Personal information
- Born: December 16, 1993 (age 32) Waynesburg, Pennsylvania
- Listed height: 6 ft 5 in (1.96 m)
- Listed weight: 256 lb (116 kg)

Career information
- High school: Seton-La Salle Catholic (Mt. Lebanon, Pennsylvania)
- College: Pittsburgh
- NFL draft: 2017: undrafted

Career history
- Pittsburgh Steelers (2017)*; Detroit Lions (2017)*; Cincinnati Bengals (2017)*; Jacksonville Jaguars (2018)*; Orlando Apollos (2019); Tampa Bay Buccaneers (2019)*; Philadelphia Eagles (2019)*;
- * Offseason or practice squad member only
- O/OrndSc00.htm Stats at Pro Football Reference

= Scott Orndoff =

American football player (born 1993)

Scott Orndoff (born December 16, 1993) is an American former football tight end. He played college football at Pittsburgh.

==College career==
In his career at Pittsburgh, Orndoff had 58 receptions for 897 yards with 13 touchdowns.

==Professional career==
===Pittsburgh Steelers===
Orndoff signed with the Pittsburgh Steelers as an undrafted free agent on May 1, 2017. He was waived by the Steelers on August 2, 2017.

===Detroit Lions===
On August 21, 2017, Orndoff signed with the Detroit Lions. He was waived on September 2, 2017.

===Cincinnati Bengals===
On October 16, 2017, Orndoff was signed to the Cincinnati Bengals' practice squad. He was released on November 7, 2017 but was re-signed two days later. He signed a reserve/future contract with the Bengals on January 1, 2018. He was waived on May 14, 2018.

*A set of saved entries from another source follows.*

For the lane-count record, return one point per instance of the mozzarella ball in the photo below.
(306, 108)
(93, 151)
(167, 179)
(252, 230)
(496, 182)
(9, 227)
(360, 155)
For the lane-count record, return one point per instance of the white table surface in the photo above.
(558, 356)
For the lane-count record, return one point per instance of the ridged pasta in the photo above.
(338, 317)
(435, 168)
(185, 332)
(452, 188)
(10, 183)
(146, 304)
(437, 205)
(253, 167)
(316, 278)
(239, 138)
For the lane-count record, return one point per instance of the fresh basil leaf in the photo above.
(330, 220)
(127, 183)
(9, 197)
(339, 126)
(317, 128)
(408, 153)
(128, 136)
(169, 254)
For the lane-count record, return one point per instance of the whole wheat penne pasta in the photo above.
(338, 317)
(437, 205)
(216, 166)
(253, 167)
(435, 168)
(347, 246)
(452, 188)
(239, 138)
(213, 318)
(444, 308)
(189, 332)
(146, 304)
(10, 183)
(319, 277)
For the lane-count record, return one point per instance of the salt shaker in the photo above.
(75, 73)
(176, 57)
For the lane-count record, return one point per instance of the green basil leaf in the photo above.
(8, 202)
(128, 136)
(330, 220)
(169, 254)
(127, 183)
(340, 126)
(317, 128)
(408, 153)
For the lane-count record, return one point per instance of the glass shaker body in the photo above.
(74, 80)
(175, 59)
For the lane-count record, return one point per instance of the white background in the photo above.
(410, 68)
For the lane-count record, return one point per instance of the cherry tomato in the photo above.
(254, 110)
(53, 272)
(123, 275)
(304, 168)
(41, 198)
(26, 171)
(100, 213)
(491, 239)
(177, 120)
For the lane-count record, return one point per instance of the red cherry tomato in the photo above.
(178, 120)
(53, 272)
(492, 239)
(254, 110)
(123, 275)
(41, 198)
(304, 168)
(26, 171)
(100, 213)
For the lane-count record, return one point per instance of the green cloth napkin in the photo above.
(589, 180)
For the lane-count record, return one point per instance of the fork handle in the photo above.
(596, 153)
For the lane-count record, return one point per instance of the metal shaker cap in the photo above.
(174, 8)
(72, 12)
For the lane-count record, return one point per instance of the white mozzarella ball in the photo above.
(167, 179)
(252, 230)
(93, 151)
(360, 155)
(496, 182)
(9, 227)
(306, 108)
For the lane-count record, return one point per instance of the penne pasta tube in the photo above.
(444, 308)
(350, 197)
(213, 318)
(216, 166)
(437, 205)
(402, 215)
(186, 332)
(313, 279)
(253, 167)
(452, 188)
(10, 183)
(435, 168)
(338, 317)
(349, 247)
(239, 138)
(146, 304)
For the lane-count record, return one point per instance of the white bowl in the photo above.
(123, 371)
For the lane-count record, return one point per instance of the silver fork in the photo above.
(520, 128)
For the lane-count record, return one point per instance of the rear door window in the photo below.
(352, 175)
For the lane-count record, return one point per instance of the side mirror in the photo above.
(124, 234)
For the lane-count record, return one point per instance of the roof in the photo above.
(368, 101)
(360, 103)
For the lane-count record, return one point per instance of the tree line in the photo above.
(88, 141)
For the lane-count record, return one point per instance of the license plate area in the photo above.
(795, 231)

===Jacksonville Jaguars===
On May 30, 2018, Orndoff signed with the Jacksonville Jaguars. He was waived on September 1, 2018.

===Orlando Apollos===
In 2018, Orndoff signed with the Orlando Apollos for the 2019 season.

===Tampa Bay Buccaneers===
On July 31, 2019, Orndoff was signed by the Tampa Bay Buccaneers. He was waived during final roster cuts on August 30, 2019.

===Philadelphia Eagles===
Orndoff was signed to the Philadelphia Eagles' practice squad on October 28, 2019. He was released on November 12, 2019, but re-signed the next day. He was released on December 16.